Authored by: jhwgh1968
2024-12-22 06:00:00 +00:00 · 2021-08-10 13:51:12 +00:00 · 2021-08-10 13:51:12 +00:00 · c196640ff1
commit c196640ff1
parent 60c8fc73c6
2 changed files with 41 additions and 1 deletions
--- a/yt_dlp/extractor/eroprofile.py
+++ b/yt_dlp/extractor/eroprofile.py
@ -90,3 +90,40 @@ def _real_extract(self, url):
            'title': title,
            'age_limit': 18,
        })
+
+
+class EroProfileAlbumIE(InfoExtractor):
+    _VALID_URL = r'https?://(?:www\.)?eroprofile\.com/m/videos/album/(?P<id>[^/]+)'
+    IE_NAME = 'EroProfile:album'
+
+    _TESTS = [{
+        'url': 'https://www.eroprofile.com/m/videos/album/BBW-2-893',
+        'info_dict': {
+            'id': 'BBW-2-893',
+            'title': 'BBW 2'
+        },
+        'playlist_mincount': 486,
+    },
+    ]
+
+    def _extract_from_page(self, page):
+        for url in re.findall(r'href=".*?(/m/videos/view/[^"]+)"', page):
+            yield self.url_result(f'https://www.eroprofile.com{url}', EroProfileIE.ie_key())
+
+    def _entries(self, playlist_id, first_page):
+        yield from self._extract_from_page(first_page)
+
+        page_urls = re.findall(rf'href=".*?(/m/videos/album/{playlist_id}\?pnum=(\d+))"', first_page)
+
+        for url, n in page_urls[1:]:
+            yield from self._extract_from_page(self._download_webpage(
+                f'https://www.eroprofile.com{url}',
+                playlist_id, note=f'Downloading playlist page {int(n) - 1}'))
+
+    def _real_extract(self, url):
+        playlist_id = self._match_id(url)

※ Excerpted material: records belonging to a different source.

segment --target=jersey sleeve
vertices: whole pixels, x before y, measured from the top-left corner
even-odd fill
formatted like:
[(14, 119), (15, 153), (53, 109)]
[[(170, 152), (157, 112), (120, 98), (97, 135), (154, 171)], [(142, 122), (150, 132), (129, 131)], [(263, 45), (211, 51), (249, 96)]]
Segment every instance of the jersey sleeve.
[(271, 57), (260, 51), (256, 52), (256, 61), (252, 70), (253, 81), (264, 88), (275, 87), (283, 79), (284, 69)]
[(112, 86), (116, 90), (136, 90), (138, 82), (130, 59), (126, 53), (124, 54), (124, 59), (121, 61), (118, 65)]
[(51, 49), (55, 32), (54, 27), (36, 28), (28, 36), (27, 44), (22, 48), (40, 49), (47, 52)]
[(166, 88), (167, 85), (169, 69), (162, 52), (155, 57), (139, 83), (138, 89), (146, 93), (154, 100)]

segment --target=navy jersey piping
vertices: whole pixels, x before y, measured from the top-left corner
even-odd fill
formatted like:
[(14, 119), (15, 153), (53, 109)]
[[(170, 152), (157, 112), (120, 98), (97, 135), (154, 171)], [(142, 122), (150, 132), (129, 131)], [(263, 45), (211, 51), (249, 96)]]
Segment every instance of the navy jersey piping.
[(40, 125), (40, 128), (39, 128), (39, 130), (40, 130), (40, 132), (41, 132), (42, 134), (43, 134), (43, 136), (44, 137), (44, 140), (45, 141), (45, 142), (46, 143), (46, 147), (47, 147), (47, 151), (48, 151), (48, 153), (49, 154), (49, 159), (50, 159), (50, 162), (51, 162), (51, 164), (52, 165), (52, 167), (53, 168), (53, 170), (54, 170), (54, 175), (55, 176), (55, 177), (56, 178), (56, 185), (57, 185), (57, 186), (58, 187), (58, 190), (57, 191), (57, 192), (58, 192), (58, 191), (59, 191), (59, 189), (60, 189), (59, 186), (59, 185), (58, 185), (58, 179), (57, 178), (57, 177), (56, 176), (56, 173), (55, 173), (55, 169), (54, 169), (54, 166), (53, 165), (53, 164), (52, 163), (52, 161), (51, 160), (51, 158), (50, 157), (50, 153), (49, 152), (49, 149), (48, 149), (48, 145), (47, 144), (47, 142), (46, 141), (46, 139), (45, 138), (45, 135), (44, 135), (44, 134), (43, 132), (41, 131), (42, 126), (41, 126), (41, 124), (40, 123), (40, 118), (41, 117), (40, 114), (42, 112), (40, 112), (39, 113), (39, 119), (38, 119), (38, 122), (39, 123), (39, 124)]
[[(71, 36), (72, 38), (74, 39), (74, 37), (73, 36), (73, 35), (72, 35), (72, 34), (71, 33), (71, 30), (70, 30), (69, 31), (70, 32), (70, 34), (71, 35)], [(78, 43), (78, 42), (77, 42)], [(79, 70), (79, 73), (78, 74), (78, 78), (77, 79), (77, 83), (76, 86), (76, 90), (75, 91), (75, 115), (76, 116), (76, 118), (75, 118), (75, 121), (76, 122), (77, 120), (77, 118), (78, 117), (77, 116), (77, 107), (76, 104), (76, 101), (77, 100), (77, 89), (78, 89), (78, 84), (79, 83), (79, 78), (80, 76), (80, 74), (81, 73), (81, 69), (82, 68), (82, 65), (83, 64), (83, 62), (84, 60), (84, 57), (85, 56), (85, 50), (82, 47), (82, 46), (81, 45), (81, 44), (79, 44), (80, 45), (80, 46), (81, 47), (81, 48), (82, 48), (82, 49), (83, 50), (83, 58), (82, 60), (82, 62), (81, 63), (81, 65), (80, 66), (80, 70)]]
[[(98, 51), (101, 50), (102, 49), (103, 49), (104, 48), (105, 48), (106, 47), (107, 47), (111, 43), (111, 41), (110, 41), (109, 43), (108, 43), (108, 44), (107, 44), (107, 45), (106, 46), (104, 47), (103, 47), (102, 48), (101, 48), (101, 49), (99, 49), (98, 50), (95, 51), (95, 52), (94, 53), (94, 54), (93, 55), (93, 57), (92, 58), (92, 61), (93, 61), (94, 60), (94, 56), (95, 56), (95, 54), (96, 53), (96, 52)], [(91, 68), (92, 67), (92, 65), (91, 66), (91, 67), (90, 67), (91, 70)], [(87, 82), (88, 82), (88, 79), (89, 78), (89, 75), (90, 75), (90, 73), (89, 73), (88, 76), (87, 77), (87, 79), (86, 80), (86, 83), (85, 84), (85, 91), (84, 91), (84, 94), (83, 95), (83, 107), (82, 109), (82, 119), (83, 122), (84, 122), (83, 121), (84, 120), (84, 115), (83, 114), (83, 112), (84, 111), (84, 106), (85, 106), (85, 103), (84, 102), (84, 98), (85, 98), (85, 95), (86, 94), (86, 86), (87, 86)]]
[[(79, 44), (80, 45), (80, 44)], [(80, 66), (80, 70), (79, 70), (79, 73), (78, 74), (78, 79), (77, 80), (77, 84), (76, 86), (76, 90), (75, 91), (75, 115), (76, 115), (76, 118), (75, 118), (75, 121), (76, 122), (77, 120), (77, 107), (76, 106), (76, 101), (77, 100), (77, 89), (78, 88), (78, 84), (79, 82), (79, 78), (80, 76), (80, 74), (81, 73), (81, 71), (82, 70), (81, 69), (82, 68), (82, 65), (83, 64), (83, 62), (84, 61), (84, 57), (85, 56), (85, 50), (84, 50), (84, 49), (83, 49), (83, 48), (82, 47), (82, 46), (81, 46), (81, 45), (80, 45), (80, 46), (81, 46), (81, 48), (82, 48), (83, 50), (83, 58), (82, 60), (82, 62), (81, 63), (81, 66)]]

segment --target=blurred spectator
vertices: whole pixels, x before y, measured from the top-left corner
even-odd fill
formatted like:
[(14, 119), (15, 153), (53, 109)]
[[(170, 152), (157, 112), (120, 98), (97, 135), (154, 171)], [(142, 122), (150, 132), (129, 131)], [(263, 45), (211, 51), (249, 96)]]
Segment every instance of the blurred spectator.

+        first_page = self._download_webpage(url, playlist_id, note='Downloading playlist')
+        playlist_title = self._search_regex(
+            r'<title>Album: (.*) - EroProfile</title>', first_page, 'playlist_title')
+
+        return self.playlist_result(self._entries(playlist_id, first_page), playlist_id, playlist_title)
--- a/yt_dlp/extractor/extractors.py
+++ b/yt_dlp/extractor/extractors.py
@ -389,7 +389,10 @@
 from .embedly import EmbedlyIE
 from .engadget import EngadgetIE
 from .eporner import EpornerIE
-from .eroprofile import EroProfileIE
+from .eroprofile import (
+    EroProfileIE,
+    EroProfileAlbumIE,
+)
 from .escapist import EscapistIE
 from .espn import (
    ESPNIE,